La chambre n’a pas la capacité de les appuyer. Mais la chambre est en train de travailler étroitement avec le gouvernement sur des mesures d’accompagnement qui vont tendre à leur faciliter la campagne 2020. Et je pense que par rapport à cela, lors de son discours du mois d’avril, le président de la République a fait des promesses pour le développement du secteur rural. Des promesses qui sont tenues par la mise à disposition de mille tracteurs pour la production et un processus de livraison d’intrants de première qualité qui est en cours. Donc, nous pensons que tous ces éléments auront tendance à nous donner quand même une très belle campagne agricole 2020, malgré toutes les difficultés que nous avons subies.

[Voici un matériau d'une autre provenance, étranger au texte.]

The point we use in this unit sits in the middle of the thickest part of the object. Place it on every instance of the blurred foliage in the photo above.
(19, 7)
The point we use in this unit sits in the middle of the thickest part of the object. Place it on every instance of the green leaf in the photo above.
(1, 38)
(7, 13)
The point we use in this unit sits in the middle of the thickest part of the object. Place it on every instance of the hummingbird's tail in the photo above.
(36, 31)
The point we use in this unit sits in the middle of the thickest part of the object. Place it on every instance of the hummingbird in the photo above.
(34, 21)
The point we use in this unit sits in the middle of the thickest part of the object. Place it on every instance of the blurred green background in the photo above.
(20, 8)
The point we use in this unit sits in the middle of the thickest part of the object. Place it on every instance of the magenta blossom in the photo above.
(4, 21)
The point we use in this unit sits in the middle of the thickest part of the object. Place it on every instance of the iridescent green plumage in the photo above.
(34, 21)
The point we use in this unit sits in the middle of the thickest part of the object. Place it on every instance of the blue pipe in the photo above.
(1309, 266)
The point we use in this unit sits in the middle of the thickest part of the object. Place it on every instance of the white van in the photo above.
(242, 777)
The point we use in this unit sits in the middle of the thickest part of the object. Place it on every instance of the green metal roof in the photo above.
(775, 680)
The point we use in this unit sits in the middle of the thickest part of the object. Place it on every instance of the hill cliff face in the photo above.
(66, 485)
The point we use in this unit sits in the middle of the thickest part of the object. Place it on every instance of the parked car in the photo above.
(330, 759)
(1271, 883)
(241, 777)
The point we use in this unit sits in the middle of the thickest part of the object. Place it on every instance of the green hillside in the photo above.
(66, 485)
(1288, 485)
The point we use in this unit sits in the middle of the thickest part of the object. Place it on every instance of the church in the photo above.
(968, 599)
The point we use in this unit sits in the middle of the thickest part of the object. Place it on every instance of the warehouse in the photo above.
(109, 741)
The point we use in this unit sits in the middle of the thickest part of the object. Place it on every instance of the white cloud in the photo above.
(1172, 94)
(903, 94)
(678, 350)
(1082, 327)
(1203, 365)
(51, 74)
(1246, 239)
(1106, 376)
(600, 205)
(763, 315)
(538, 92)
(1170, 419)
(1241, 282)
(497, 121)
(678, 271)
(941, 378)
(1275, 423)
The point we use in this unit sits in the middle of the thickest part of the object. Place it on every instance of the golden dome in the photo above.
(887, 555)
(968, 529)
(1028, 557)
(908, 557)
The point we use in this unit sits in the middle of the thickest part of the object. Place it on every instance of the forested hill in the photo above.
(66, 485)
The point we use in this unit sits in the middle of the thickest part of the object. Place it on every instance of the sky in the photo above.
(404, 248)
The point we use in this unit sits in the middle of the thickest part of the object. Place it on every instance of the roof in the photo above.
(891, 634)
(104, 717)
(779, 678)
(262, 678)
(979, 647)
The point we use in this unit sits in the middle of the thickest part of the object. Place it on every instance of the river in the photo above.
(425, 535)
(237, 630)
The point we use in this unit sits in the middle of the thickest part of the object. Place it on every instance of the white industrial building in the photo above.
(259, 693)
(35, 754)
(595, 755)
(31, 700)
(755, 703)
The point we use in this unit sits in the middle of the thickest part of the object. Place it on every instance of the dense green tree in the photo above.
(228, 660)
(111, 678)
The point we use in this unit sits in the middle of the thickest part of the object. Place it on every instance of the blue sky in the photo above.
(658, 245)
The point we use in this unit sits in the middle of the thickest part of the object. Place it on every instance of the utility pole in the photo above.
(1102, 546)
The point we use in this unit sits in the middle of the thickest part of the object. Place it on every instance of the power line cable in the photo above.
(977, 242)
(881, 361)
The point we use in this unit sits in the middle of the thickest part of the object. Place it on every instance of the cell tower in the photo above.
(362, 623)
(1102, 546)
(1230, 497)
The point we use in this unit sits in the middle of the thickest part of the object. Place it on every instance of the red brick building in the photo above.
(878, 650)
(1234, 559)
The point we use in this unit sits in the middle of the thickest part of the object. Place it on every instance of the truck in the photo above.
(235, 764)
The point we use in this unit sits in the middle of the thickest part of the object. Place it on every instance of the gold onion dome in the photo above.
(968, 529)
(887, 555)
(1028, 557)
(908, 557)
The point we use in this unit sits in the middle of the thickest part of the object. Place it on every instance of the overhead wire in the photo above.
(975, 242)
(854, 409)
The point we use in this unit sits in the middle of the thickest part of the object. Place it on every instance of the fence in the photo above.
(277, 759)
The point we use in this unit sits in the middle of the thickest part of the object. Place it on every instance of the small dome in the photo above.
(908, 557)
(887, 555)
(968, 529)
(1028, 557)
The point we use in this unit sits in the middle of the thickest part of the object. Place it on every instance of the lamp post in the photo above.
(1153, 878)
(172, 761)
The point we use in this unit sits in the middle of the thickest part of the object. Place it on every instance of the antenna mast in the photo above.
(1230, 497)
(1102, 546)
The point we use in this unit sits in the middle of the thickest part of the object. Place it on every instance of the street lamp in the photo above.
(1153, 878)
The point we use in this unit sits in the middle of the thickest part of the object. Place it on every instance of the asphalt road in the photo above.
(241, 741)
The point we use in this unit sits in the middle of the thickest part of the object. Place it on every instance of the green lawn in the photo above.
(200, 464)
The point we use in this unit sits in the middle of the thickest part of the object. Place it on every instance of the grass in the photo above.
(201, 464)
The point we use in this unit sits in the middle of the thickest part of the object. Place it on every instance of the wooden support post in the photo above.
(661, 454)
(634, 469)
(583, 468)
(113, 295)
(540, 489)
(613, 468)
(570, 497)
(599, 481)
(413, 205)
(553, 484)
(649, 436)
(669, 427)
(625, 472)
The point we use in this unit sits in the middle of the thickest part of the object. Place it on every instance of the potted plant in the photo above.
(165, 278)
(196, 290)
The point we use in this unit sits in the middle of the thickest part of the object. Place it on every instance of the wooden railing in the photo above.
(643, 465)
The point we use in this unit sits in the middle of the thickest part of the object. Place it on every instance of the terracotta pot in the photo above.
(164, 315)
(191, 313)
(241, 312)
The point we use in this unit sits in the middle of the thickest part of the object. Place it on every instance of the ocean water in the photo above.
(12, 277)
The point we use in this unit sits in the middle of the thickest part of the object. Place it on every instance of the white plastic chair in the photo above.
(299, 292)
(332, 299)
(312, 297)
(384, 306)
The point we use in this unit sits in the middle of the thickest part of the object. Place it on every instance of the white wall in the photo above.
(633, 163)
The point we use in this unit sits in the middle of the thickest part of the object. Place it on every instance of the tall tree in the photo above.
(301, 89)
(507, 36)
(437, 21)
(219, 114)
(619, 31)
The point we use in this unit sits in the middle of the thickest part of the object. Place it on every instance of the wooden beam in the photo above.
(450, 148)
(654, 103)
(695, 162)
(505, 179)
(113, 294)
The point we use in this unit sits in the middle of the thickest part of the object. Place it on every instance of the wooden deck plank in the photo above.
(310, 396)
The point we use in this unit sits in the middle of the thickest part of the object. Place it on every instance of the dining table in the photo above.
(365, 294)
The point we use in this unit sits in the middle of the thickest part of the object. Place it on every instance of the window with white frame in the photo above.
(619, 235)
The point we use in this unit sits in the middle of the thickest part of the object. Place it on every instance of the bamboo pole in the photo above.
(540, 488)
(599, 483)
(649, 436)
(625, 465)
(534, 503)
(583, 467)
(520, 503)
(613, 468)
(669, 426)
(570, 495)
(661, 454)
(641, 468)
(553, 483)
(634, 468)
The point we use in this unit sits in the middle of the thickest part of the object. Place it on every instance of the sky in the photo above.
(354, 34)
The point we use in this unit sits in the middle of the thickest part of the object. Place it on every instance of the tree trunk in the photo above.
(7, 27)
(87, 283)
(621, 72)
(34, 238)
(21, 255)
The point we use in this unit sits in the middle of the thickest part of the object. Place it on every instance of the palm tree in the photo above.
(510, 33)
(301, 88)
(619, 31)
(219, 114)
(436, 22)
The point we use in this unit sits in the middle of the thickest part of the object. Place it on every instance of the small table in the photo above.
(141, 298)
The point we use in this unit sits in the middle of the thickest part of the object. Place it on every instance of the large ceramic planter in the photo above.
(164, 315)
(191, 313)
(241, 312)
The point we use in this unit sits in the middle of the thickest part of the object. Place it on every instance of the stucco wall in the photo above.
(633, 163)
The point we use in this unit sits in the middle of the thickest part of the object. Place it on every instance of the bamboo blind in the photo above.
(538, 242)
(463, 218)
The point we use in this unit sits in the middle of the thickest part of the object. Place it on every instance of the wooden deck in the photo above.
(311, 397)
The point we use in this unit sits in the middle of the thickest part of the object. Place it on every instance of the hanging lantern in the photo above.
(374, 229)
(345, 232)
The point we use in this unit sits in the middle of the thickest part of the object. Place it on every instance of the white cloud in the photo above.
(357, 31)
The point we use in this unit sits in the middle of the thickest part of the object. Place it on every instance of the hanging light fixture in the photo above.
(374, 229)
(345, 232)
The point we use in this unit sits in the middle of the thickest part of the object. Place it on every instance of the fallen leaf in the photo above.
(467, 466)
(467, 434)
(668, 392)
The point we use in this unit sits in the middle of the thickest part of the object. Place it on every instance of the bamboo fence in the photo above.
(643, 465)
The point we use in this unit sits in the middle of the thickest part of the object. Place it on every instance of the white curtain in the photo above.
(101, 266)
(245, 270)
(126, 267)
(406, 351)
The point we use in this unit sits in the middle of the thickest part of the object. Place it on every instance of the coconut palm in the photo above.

Il nous faut au-delà de 950 milliards de francs CFA

Amir Adoudou Artine

Vous estimez à combien la perte que cette crise a fait subir à l’économie tchadienne ?

Il est encore prématuré de le dire. Ce que je viens de vous donner, ce sont les pertes mensuelles au niveau des petits établissements qui s’élèvent déjà au-delà de 10 milliards FCFA. Sur les grandes entreprises, connaissant un peu leurs poids, on peut estimer que c’est 3 fois supérieur à ce montant. Le reste je pense que le chef de l’Etat nous a donné un indicatif précis.  Pour pouvoir faire face à cette pandémie, il nous faut au-delà de 950 milliards de francs CFA pour pouvoir réellement atténuer les problèmes que la pandémie mondiale a créés chez nous.

“Quand la farine qui se renverse par terre on peut difficilement la réutiliser”

Amir Adoudou Artine

C’est un peu la loi du marché.  On peut essayer de faire son possible pour atténuer le choc, mais on ne peut pas ôter ce choc-là. C’est une perte qu’on a subie et comme on le dit communément chez nous, « quand la farine se renverse par terre, on peut difficilement la réutiliser ». La Covid-19 est l’un des coups durs qu’on a subis après le choc pétrolier. De ce fait, il va falloir qu’on se serre la ceinture, travailler collégialement pour pouvoir sortir un peu de cette impasse. Malheureusement c’est un problème d’ordre mondial et nous ne sommes pas les seuls. Il y aura forcément des dégâts collatéraux.

En 2021, il va falloir être courageux…

Amir Adoudou Artine

Comment sera l’après Covid-19 ?

Pour l’après Covid-19, je pense qu’il faut être courageux, quand vous avez des charges qui sont restées intactes avec plus de trois mois de non production. L’incidence va se répercuter sur les trois prochains mois d’exercice au minimum s’il n’y a pas d’autres méfaits qui s’y ajoutent.

Depuis 2015, le Tchad a traversé une crise foudroyante. En 2020, on avait bon espoir avec tous les efforts qui ont été faits sur les années précédentes pour arriver à la relance économique et l’espoir a été mis en 2020. Malheureusement, dès le démarrage de l’année, nous sommes impactés par cette pandémie et jusqu’aujourd’hui, notre économie n’a pas démarré. Même si un miracle se produit, nous avons la moitié de l’année qui est perdue. Donc ce serait une année déficitaire. En 2021, il va falloir être courageux, doublé des efforts et surtout être imaginatifs pour sortir des carcans dont nous sommes habitués à travailler.